= Alzina Toups =

American chef (1927–2022)

Alzina Toups (August 16, 1927 – May 2, 2022) was a chef based in Galliano, Louisiana who specialized in Cajun cooking. Her restaurant was visited by Andrew Zimmern, Governor John Bel Edwards, and other notable figures.

== Early life ==
Toups, a descendant of Nova Scotian fur trappers, was raised in the bayou. Born into a family of cooks, she was taught how to debone a chicken and make bousillage, a building material made from mud and Spanish moss, at an early age. Toups was a fluent speaker of Louisiana French.

== Restaurant ==
In 1977, Toups opened a kitchen inside a tin building owned by her son—a former welding shop. Her intention was to cook for her church, St. Joseph Catholic Church. The lettering, Alzina's, installed by her son, has fallen off, so the kitchen appears to an unadorned building from the street. The kitchen is not open to the public. There are no walk-ins, electronic reservations, or menus. Guests must place a booking by phone as far as a year in advance.

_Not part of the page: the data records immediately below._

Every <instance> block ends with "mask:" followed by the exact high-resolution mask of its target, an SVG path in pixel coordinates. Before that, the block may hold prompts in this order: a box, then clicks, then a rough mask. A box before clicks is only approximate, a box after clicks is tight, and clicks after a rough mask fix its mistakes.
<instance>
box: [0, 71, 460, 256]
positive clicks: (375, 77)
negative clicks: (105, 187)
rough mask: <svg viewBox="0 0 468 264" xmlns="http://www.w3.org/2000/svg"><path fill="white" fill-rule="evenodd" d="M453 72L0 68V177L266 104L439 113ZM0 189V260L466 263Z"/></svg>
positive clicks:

Only one private party is allowed in the restaurant per evening, usually between ten and thirty guests. The cooking area is open to the dining area, and guests are expected to help plate and serve. In addition to using cast iron skillets and pots, Toups cooks with wooden utensils and simple appliances.

== Awards ==
In 2013, Southern Foodways Alliance presented Toups with the Ruth Fertel Keeper of the Flame Award.